Draghi: la flessibilità non è l’unica strada ora servono riforme

MARIO DRAGHI

STRASBURGO «Pensare alla flessibilità come all’unico modo che i paesi hanno per rilanciare la crescita è abbastanza limitativo». Il presidente della Banca Centrale Europea, Mario Draghi, ieri ha lanciato l’ennesimo avvertimento contro l’ipotesi di allentare il Patto di Stabilità e Crescita. «Le regole attuali contengono già flessibilità sufficiente», ha detto Draghi davanti in un’audizione davanti alla commissione economica dell’Europarlamento. «Dovremmo prestare molta attenzione a non tornare indietro rispetto al rafforzamento del quadro di regole del «Six pack» e del «Two pack» o a non annacquare la loro attuazione al punto che non siano più viste come un quadro credibile».
I PALETTI
Una timida apertura della Bce all’iniziativa italiana per promuovere maggiore flessibilità in cambio di riforme comunque c’è. Il problema, secondo Draghi, è «in quali circostanze può essere utilizzata». Per il presidente della Bce la flessibilità deve essere condizionata a «un profondo processo di riforme strutturali in atto, in cui si possa quantificare l’impatto di bilancio che queste riforme avrebbero». Ma «l’idea di spendere per uscire dalla crisi non è praticabile», perché «uno dei motivi della crisi è stato proprio il debito», ha avvertito Draghi.
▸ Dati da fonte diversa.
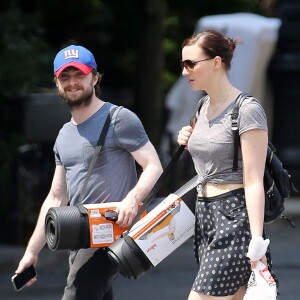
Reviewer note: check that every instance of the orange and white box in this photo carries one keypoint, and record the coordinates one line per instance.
(164, 229)
(103, 232)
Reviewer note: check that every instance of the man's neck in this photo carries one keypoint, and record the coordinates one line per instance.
(82, 113)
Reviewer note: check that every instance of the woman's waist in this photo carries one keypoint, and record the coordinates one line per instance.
(214, 189)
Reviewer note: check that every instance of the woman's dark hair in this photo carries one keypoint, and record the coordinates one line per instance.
(214, 44)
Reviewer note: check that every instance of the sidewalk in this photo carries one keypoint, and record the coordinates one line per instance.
(170, 280)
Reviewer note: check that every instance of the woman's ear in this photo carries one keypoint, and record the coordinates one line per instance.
(217, 61)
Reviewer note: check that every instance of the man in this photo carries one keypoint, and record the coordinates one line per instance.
(114, 175)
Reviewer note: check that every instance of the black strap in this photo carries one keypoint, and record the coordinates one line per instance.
(197, 110)
(167, 170)
(98, 148)
(235, 130)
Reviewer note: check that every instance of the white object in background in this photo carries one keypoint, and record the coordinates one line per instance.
(261, 285)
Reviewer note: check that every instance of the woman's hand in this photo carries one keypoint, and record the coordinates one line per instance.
(184, 135)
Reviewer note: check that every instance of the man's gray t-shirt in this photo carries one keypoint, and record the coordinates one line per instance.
(114, 173)
(212, 146)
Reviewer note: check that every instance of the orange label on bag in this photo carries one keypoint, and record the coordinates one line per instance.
(103, 232)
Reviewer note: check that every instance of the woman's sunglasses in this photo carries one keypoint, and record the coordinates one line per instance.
(189, 64)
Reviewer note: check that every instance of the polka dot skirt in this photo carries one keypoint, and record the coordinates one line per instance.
(221, 240)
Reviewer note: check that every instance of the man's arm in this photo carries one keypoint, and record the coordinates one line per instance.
(148, 159)
(57, 196)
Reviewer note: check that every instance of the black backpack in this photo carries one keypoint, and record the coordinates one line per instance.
(278, 185)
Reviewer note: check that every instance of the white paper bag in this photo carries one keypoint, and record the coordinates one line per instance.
(261, 285)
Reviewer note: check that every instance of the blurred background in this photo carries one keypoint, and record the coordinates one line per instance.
(137, 45)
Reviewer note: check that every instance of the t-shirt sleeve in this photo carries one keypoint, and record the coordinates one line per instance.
(129, 132)
(252, 116)
(56, 155)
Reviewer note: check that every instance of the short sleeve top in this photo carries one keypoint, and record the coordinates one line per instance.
(211, 144)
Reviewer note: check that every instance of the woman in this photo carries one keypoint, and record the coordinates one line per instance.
(230, 204)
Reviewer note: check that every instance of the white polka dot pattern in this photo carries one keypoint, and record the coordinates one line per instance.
(222, 236)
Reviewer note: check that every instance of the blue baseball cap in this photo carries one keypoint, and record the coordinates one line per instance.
(74, 56)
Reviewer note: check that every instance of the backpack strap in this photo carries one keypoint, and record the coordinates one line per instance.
(197, 109)
(235, 129)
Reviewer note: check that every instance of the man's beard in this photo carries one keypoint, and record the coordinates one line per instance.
(84, 100)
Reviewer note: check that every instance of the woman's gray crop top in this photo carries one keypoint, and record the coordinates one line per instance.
(211, 143)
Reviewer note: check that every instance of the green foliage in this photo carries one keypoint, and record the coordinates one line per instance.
(24, 54)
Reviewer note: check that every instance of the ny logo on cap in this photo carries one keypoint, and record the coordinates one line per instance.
(71, 53)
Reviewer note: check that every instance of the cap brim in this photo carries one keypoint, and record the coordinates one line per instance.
(83, 68)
La ricetta del presidente della Bce per tornare a crescere prevede due fronti. Come a Londra la scorsa settimana, Draghi ha proposto di «sottomettere le riforme strutturali a una disciplina comune, che non sia dissimile da ciò che abbiamo per le regole di bilancio». In altre parole, dopo il «Fiscal Compact», l’idea è di un «Reform Compact»: un processo centralizzato a Bruxelles, che costringa gli Stati membri dell’euro a adottare le riforme strutturali politicamente controverse. L’unione economica e monetaria «rimane ancora una struttura incompleta», ma ci sono «i presupposti per una qualche forma di governance comune sulle riforme strutturali», ha detto il presidente della Bce. Draghi ha indicato i mercati del lavoro e dei prodotti, la concorrenza e il completamento del mercato interno come i settori in cui è urgente agire. Inoltre, le riforme nel mercato del lavoro, del sistema giudiziario o per il completamento del mercato unico «sono grandi investimenti che probabilmente non costano molto».
I BILANCI
L’altro asse su cui i governi devono muoversi è di promuovere un «consolidamento di bilancio favorevole alla crescita», ha spiegato Draghi: «Questo significa meno spesa pubblica, in particolare improduttiva», più investimenti per infrastrutture «se c’è spazio» di bilancio, «ma soprattutto tasse più basse». Secondo il presidente della Bce, sia sul fronte delle riforme sia su quello del consolidamento, i paesi sottoposti alla Troika sono quelli che «hanno fatto di più» ottenendo risultati positivi in termini di crescita. Per Draghi, nonostante qualche segnale di miglioramento, il quadro economico rimane incerto e la disoccupazione a un livello inaccettabile. Inoltre, «l’apprezzamento del tasso di cambio è un rischio sulla ripresa» e spinge l’inflazione al ribasso. La Bce terrà i suoi tassi al livello attuale per un periodo prolungato di tempo e rimane pronta a agire con altre misure non convenzionali, se necessario.
I paletti messi da Draghi sulla flessibilità, paradossalmente, potrebbero aiutare il governo Renzi nelle trattative con gli altri paesi europei, in particolare al Vertice di ottobre quando i leader discuteranno dei contratti vincolanti sulle riforme. Nel dibattito sulle nomine europee, invece, Draghi ha voluto anche smentire le voci su una sua possibile elezioni al Quirinale. «Sto alla Bce e resterò alla Bce e tutte le voci in senso contrario, da parti forse interessate, sono prive di fondamento».